Phosphorus-fueled algal blooms have resulted in state-issued water advisories on the lake every year since 2009 and reportedly millions of dollars in lost tourism. Moreover, since July 2016, the lake has been under a no-contact advisory due to unsafe algal toxin levels. The Grand Lake area is the only one in Ohio with the distressed watershed designation.
"Everybody wants to swim in the lake, OK, and yet the warning signs are out there," Lake Restoration Commission Chairman Tom Knapke told Grand Lake Rotarians on Thursday morning.
Local officials hope to create a safe swimming site at West Beach this summer. The Ohio Department of Natural Resources has committed to spearheading an estimated $500,000 project to remove phosphorus - algae's main food source - and attempt to control the flow of water into the beach area, officials say.
The state will dredge eight acres of phosphorus-rich beach bottom, extend the current rock berm by 400 feet "to encompass most of the beach area" and install a 50-feet-long air curtain, Knapke explained.
"We don't want to (completely) enclose it because then it doesn't become part of the lake," he said.
The air curtain, Knapke said, would further help slow the exchange of water from the lake into the beach area.
Later in the day, Mercer County Economic Development Director Jared Ebbing provided additional details about the air curtain.
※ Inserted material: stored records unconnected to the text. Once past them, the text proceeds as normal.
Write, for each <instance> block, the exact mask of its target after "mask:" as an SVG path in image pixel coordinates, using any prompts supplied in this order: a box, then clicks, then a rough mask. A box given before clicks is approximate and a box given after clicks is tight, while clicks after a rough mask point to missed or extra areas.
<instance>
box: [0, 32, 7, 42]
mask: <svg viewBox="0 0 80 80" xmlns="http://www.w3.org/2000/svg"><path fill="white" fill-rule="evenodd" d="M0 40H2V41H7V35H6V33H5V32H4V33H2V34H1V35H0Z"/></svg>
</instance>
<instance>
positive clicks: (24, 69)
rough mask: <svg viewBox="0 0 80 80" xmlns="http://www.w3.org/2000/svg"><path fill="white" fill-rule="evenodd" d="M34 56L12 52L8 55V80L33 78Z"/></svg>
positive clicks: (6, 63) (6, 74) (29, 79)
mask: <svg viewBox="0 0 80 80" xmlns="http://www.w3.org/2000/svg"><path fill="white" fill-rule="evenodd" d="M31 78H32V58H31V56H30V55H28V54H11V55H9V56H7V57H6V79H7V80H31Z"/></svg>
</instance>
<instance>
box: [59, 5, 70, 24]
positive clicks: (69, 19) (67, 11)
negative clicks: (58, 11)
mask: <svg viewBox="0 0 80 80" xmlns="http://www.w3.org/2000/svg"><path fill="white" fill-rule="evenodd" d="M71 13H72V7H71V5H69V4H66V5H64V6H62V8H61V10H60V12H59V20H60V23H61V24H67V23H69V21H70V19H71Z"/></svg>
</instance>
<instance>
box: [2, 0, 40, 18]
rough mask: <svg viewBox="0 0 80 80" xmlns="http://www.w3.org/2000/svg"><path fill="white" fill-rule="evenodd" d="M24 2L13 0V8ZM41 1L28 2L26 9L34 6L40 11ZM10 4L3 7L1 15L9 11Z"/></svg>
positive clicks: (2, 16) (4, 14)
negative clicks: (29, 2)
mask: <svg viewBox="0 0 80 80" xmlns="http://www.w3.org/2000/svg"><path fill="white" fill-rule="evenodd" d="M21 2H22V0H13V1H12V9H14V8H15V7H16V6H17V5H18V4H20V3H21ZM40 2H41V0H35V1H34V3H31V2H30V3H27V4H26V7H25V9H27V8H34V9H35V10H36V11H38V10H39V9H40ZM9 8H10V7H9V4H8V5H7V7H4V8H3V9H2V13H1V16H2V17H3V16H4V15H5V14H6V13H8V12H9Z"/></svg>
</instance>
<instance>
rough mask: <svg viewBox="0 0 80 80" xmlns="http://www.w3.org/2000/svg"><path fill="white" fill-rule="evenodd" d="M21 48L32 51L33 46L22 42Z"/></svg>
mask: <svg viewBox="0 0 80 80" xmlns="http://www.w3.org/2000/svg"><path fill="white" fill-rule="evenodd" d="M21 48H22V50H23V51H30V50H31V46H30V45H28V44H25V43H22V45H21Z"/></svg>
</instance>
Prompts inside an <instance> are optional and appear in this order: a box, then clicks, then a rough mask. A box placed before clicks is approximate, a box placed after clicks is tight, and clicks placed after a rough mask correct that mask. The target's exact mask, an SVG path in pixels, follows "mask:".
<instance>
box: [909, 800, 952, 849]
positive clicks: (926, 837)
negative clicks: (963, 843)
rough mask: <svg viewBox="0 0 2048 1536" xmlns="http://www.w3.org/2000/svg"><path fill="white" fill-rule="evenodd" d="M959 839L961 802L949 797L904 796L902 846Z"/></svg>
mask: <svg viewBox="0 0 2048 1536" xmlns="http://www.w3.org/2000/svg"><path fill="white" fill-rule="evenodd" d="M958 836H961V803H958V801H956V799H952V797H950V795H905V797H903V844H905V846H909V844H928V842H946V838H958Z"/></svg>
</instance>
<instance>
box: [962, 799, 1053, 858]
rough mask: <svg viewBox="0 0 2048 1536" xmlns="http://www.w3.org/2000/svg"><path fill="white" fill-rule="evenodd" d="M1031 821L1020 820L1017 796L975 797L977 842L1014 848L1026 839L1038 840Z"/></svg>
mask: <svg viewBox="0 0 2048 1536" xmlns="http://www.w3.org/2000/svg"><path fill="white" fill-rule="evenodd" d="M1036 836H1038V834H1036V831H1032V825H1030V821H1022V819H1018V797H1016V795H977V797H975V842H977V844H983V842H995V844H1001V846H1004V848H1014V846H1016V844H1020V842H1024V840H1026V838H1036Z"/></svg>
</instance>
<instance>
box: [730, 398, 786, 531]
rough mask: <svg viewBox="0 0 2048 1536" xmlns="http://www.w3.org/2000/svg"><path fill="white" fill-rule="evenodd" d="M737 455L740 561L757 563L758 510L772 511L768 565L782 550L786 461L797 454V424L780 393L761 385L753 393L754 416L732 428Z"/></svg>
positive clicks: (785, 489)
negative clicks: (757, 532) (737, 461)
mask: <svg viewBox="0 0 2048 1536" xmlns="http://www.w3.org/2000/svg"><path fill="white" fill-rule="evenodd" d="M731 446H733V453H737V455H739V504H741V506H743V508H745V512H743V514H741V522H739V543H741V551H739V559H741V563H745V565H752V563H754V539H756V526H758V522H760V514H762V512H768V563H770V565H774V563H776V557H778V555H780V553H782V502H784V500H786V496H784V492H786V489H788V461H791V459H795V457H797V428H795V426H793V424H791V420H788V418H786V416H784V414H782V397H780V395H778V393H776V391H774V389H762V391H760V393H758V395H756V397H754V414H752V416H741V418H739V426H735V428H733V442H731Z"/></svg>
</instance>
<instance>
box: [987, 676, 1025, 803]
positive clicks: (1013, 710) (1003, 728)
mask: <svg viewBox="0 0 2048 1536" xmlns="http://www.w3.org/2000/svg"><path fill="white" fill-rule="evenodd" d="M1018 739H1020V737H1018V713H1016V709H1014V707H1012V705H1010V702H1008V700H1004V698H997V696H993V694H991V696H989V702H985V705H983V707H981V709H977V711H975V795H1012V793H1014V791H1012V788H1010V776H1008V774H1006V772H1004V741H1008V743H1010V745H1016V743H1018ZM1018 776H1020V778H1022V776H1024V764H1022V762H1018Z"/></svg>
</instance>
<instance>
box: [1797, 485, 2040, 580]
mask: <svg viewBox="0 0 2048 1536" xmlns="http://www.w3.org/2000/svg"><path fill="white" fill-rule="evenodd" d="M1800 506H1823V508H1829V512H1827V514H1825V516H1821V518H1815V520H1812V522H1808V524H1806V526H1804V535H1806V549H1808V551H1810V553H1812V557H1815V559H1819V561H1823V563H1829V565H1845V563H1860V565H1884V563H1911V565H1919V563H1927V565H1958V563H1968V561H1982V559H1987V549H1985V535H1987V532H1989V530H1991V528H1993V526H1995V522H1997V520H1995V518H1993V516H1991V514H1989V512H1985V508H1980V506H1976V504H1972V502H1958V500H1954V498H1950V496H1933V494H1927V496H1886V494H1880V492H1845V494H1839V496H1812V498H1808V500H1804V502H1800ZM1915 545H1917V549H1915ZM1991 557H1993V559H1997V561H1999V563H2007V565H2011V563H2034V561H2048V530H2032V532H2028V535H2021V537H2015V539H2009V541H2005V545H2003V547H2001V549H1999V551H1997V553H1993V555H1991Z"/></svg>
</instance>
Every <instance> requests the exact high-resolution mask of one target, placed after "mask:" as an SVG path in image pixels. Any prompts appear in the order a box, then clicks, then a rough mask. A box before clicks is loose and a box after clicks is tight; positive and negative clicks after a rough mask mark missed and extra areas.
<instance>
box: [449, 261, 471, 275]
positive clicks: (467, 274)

The curtain would create an area of greater pressure between the beach area and the open lake to keep the waters separate, he said.
The aim of the beach project is to eliminate algae's food source, limit additional phosphorus from entering the beach and keep the water aerated and moving.
"In the back channels of the lake that still have a food source (phosphorus) that hasn't been dredged out, they are algae-free because that water is constantly moving. Algae doesn't like movement. They like calm," Ebbing said.
Knapke said a person has offered to pay for alum to be applied to the water after dredging. Alum deactivates phosphorus in the water.
In addition to paying for dredging and extending the rock berm, ODNR also will cover the costs of putting in new sand on the beach and in part of the water and installing boat docks and a kiosk to rent bikes, kayaks and paddleboats, Ebbing said, adding the state capital projects budget set aside $250,000 toward the project.
Yet multiple agencies must sign off on various facets of the initiative, including the U.S. Army Corps of Engineers and Ohio History Connection, before work can begin this summer, Ebbing said.
"It's a big body of water, and it's going to take some time. You've got to be patient with us," Knapke told Rotarians.
A successful project also would greatly help reshape negative perceptions of the lake, Ebbing argued.
State-issued advisories are due to unsafe levels of microcystin algal toxins, which can harm the liver and cause gastrointestinal symptoms and rashes.
However, that testing is conducted in the absolute worst, most stagnant areas of the lake. When high toxicity numbers are reported, many people think the entire lake is toxic when that's not the case, Ebbing said.
"We're working toward long-term plans and solutions," he said. "But in the short term people get the worst of the worst perception and think the whole lake is toxic."
A restored beach would prove that not all areas of the lake are dangerous for contact and could help encourage people to boat and pursue other lake-area activities such as bird-watching, hiking and camping.
"I'm not trying to downplay the issue. We have an issue, but that doesn't mean you basically stay away from it (like it's) radioactive," he said.
Photo by William Kincaid/The Daily Standard

Lake Restoration Commission Chairman Tom Knapke shows Grand Lake Rotarians a copy of the Grand Lake St. Marys Adaptive Management Plan documenting actions taken to improve lake water quality and recommendations for the future.